[mpich-discuss] MCS lock and MPI RMA problem
Halim Amer
aamer at anl.gov
Wed Mar 8 09:21:43 CST 2017
I cannot claim that I thoroughly verified the correctness of that code,
so take it with a grain of salt. Please keep in mind that it is a test
code from a tutorial book; those codes are meant for learning purposes
not for deployment.
If your goal is to have a high performance RMA lock, I suggest you to
look into the recent HPDC'16 paper: "High-Performance Distributed RMA
Locks".
Halim
www.mcs.anl.gov/~aamer
On 3/8/17 3:06 AM, Ask Jakobsen wrote:
> You are absolutely correct, Halim.
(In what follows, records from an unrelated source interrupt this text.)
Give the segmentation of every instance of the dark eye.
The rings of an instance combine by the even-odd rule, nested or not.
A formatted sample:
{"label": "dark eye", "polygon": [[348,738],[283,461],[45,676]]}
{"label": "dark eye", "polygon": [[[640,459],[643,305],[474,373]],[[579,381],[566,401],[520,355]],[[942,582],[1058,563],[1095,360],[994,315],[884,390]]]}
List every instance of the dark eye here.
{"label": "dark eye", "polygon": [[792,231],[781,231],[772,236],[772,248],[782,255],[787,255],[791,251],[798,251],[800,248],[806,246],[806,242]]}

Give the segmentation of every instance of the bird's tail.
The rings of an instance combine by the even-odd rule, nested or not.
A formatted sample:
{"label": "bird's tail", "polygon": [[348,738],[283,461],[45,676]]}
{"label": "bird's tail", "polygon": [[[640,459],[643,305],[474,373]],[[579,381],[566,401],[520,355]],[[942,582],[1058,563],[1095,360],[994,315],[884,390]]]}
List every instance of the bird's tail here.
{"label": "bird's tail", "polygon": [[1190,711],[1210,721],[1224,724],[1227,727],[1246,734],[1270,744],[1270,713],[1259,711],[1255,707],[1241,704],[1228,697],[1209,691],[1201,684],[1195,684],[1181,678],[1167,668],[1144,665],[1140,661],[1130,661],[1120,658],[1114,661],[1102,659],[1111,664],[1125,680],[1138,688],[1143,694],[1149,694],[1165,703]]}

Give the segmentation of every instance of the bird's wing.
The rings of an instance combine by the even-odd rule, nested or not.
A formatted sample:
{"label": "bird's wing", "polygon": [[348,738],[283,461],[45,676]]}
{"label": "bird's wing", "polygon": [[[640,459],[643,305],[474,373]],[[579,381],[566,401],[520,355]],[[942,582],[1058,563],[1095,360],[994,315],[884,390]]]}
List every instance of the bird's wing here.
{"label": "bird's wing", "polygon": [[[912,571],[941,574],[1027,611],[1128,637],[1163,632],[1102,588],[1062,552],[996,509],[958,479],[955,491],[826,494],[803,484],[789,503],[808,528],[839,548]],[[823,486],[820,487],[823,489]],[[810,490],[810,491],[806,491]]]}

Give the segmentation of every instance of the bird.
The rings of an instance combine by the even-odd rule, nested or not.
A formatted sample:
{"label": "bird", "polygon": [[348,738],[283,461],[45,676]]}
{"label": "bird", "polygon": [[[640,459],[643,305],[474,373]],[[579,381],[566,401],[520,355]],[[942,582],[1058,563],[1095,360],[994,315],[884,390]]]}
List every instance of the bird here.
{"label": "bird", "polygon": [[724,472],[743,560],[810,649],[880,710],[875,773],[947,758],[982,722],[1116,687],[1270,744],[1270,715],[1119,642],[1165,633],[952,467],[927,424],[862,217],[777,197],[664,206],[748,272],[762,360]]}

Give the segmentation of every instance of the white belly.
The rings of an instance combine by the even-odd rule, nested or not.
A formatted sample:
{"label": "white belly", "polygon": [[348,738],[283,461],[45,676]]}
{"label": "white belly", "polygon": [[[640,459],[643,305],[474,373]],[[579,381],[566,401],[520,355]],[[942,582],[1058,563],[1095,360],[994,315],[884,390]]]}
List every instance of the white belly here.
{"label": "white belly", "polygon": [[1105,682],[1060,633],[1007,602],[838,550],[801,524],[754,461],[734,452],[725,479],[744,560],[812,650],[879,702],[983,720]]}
Removing the test lmem[nextRank] == -1
> in release fixes the problem. Great work. Now I will try to understand why
> you are right. I hope the authors of the book will credit you for
> discovering the bug.
>
> So in conclusion you need to remove the above mentioned test AND enable
> asynchronous progression using the environment variable
> MPIR_CVAR_ASYNC_PROGRESS=1 in MPICH (BTW I still can't get the code to work
> in openmpi).
>
> On Tue, Mar 7, 2017 at 5:37 PM, Halim Amer <aamer at anl.gov> wrote:
>
>>> detect that another process is being or already enqueued in the MCS
>> queue.
>>
>> Actually the problem occurs only when the waiting process already enqueued
>> itself, i.e., the accumulate operation on the nextRank field succeeded.
>>
>> Halim
>> www.mcs.anl.gov/~aamer <http://www.mcs.anl.gov/%7Eaamer>
>>
>>
>> On 3/7/17 10:29 AM, Halim Amer wrote:
>>
>>> In the Release protocol, try removing this test:
>>>
>>> if (lmem[nextRank] == -1) {
>>> If-Block;
>>> }
>>>
>>> but keep the If-Block.
>>>
>>> The hang occurs because the process releasing the MCS lock fails to
>>> detect that another process is being or already enqueued in the MCS queue.
>>>
>>> Halim
>>> www.mcs.anl.gov/~aamer <http://www.mcs.anl.gov/%7Eaamer>
>>>
>>> On 3/7/17 6:43 AM, Ask Jakobsen wrote:
>>>
>>>> Thanks, Halim. I have now enabled asynchronous progress in MPICH (can't
>>>> find something similar in openmpi) and now all ranks acquire the lock and
>>>> the program finish as expected. However if I put a while(1) loop
>>>> around the
>>>> acquire-release code in main.c it will fail again at random and go
>>>> into an
>>>> infinite loop. The simple unfair lock does not have this problem.
>>>>
>>>> On Tue, Mar 7, 2017 at 12:44 AM, Halim Amer <aamer at anl.gov> wrote:
>>>>
>>>> My understanding is that this code assumes asynchronous progress.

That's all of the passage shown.